San Francisco has fundamentally been a residential city, with all the neighborhoods filled with single family housing or flats. It should be an ideal city for children except that in the past decade and more all that has changed. Under the City Planning Code a great amount of the new housing that is considered “family housing” has been approved. These were expansions of relatively modest two-bedroom homes into four- or five-bedroom behemoths on the typical San Francisco lot.
The starter home of 1,200 square feet or less has been remodeled away by real estate speculators. They have out-priced families with children who are only left with a market of two-bedroom condos.
Families with children don’t usually want that type of housing, so they go outside of the City and buy the empty nesters’ houses and the empty nesters move into the condos.
Georgia Schuttish, San Francisco
Bidding woes hurt schools
I might see a reason for laying off teachers if the San Francisco Unified School District had not been engaged in specifying and installing outrageously priced roofing products for years — now being investigated in a second legislative hearing with a second bill going through to stop this massive scam of the education dollar.
Instead, they need to get rid of all those involved in allowing sole-source bidding and overpriced products in construction at the school district and on the board — and demand all monies back from those who have been overpricing and churning products.
It’s not the teachers; it’s the overly high-priced product expenditures in facilities, equipment and supplies that are the problem.
Janet Campbell, San Francisco
Families flee school policy
Why is it such a surprise that the youth population in San Francisco has declined?

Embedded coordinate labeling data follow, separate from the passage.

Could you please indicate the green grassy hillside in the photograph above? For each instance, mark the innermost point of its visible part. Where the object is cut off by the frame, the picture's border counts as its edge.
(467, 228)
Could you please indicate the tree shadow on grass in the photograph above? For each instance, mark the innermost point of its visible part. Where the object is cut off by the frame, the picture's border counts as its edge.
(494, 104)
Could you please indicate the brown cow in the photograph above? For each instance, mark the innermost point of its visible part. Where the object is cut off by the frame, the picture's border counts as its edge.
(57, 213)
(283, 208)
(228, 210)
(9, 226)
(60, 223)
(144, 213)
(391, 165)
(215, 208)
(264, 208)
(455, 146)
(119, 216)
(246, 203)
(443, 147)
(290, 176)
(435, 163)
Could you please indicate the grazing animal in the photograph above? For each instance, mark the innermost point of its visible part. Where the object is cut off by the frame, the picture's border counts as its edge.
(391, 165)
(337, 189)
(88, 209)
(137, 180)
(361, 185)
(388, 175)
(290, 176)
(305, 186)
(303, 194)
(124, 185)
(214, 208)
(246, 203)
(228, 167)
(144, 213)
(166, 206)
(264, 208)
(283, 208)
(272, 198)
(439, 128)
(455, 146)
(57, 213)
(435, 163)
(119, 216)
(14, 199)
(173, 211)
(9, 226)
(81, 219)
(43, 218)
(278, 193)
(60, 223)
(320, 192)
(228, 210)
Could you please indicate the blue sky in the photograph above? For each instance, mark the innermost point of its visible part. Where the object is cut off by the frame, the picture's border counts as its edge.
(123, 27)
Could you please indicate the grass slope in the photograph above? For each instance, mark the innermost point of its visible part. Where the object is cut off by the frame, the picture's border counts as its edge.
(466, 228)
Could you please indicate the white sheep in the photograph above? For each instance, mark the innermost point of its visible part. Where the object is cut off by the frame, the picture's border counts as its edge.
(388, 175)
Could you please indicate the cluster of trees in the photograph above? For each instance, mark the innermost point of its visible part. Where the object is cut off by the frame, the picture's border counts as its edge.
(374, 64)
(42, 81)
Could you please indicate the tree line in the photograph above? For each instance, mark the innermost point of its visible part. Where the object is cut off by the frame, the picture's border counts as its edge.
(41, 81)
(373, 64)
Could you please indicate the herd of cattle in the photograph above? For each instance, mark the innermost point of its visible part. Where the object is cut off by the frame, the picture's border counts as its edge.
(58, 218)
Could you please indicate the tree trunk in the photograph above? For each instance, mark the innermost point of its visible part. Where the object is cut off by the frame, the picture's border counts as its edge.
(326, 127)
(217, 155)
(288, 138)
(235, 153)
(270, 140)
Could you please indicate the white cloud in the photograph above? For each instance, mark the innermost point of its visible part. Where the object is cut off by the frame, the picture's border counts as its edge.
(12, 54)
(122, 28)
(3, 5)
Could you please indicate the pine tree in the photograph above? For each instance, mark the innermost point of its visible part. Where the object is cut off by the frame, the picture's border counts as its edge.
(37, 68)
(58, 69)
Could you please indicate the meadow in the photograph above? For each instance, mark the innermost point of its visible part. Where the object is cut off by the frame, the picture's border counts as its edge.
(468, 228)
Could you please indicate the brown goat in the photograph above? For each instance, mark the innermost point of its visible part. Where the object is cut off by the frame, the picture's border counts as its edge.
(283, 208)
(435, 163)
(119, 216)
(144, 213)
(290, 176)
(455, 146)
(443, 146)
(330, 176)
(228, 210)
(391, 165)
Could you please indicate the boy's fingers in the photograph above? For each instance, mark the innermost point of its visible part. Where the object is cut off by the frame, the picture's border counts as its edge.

Either The City’s politicians or child advocates have had their heads buried or the San Francisco school board is doing an excellent job of shifting blame.
Clearly, the policies of the school board to ship students all over town via their concerns about diversity have been the major culprit.
Many families move into a neighborhood so that their children can attend nearby schools. When they are forced to bus their kids across town, it places a tremendous burden on families and finances. No wonder they are fleeing The City.